Truly it was a crazy shack—such a building as two men, having the materials at hand, might put together in a single day. It was hardly based on a foundation, but rather set on the slope side of the hill, and accordingly had settled down on the lower side toward the door. Not an old place, but the wind had pried and the rain warped generous cracks between the boards through which the rising storm whistled and sang and through which the chill mist of the coming rain cut at them.

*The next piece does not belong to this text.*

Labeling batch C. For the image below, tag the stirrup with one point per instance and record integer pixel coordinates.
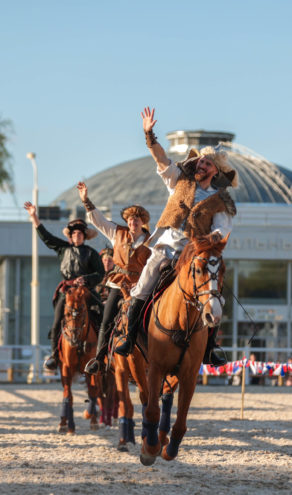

Now and then a feeling came to Anthony that the gale might lift the tottering old shack and roll it on down the hillside to the floor of the valley, for it rocked and swayed under the breath of the storm. In a way it was as if the night was giving a loud voice to the silent struggle of the two men, who continued pleasant, careless with each other.
But when Nash stepped across the room behind Bard, the latter turned and was busy with the folding of his blankets at the foot of his bunk, his face toward the cowpuncher and when Bard, slipping off his belt, fumbled at his holster, Nash was instantly busy with the cleaning of his own gun.
The cattleman, having removed his boots, his hat, and his belt, was ready for bed, and slipped his legs under the blankets. He stooped and picked up his lariat, which lay coiled on the floor beside him.
“People gets into foolish habits on the range,” he said, thumbing the strong rope curiously, and so doing, spreading out the noose.
“Yes?” smiled Bard, and he also sat up in his bunk.
“It’s like a kid. Give him a new toy and he wants to take it to bed with him. Ever notice?”
“Surely.”
“That’s the way with me. When I go to bed nothin’ matters with me except that I have my lariat around. I generally like to have it hangin’ on a nail at the head of my bunk. The fellers always laugh at me, but I can’t help it; makes me feel more at home.”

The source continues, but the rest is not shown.